May 17: The Charest government adopts Bill 78, special legislation which suspends the academic year at 14 CEGEPs and university faculties where students are still on strike. The legislation, which expires on July 1, 2013, includes strict rules on demonstrations by groups of 50 or more protesters and heavy fines for those who defy the law. This leads to charges that it infringes on charter rights to expression and free assembly.
May 18: Molotov cocktails are hurled at police, who respond by using tear gas. There are 69 arrests.
May 19: Saturday night march quickly deteriorates when protesters light bonfires on St. Denis St. Police use pepper spray and 116 people are arrested. The red-square movement gets a celebrity stamp of approval from the likes of Montreal band Arcade Fire (whose members wear them while performing on Saturday Night Live) and filmmakers Xavier Dolan and Michael Moore.
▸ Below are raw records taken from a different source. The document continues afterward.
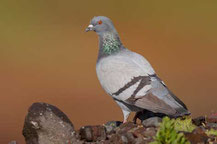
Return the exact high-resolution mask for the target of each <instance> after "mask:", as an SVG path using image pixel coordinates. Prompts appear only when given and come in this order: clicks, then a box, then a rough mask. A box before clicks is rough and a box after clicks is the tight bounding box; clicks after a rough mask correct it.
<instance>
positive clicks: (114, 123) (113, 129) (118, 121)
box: [104, 121, 122, 134]
mask: <svg viewBox="0 0 217 144" xmlns="http://www.w3.org/2000/svg"><path fill="white" fill-rule="evenodd" d="M121 124H122V122H120V121H109V122H107V123H106V124H104V127H105V128H106V133H108V134H110V133H113V132H115V129H116V128H117V127H119V126H120V125H121Z"/></svg>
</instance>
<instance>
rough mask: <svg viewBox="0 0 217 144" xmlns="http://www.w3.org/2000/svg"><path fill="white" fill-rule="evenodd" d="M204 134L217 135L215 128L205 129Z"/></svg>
mask: <svg viewBox="0 0 217 144" xmlns="http://www.w3.org/2000/svg"><path fill="white" fill-rule="evenodd" d="M206 134H207V135H208V136H211V135H213V136H217V130H214V129H210V130H207V131H206Z"/></svg>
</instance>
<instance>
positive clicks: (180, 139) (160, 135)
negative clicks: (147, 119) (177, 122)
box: [151, 117, 190, 144]
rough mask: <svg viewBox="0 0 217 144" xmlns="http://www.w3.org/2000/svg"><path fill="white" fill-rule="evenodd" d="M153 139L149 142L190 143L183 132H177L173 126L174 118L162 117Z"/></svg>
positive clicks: (174, 124) (164, 142)
mask: <svg viewBox="0 0 217 144" xmlns="http://www.w3.org/2000/svg"><path fill="white" fill-rule="evenodd" d="M154 139H155V141H154V142H151V144H190V142H189V141H187V139H186V138H185V136H184V134H183V133H179V132H178V131H177V130H176V128H175V120H174V119H172V120H170V118H168V117H164V118H163V121H162V123H161V124H160V127H159V130H158V132H157V134H156V136H155V138H154Z"/></svg>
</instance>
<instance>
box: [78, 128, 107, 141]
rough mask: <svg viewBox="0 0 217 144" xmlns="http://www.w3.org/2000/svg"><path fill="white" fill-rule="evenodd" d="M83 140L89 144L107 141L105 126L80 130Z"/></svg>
mask: <svg viewBox="0 0 217 144" xmlns="http://www.w3.org/2000/svg"><path fill="white" fill-rule="evenodd" d="M80 135H81V139H82V140H85V141H87V142H94V141H100V140H105V139H106V129H105V127H104V126H84V127H82V128H81V129H80Z"/></svg>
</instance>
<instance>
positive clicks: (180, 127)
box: [175, 117, 196, 132]
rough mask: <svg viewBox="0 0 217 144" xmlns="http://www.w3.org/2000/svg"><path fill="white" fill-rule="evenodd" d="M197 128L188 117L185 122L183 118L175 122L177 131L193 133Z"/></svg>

May 20: More than 300 people are arrested in night violence marked when protesters hurl asphalt at police. Montreal police throw percussion bombs and charge into the crowd repeatedly in a battle that lasts several hours. More than 300 people are arrested, 10 officers and 10 protesters are injured, at least one seriously.
May 21: CLASSE launches a counter-attack to Bill 78, vowing to defy the law and “refuse to cede to intimidation.”
May 22: Unions urge members to join students for a huge rally against Bill 78 scheduled to begin at 2 p.m. at the Quartier des Spectacles.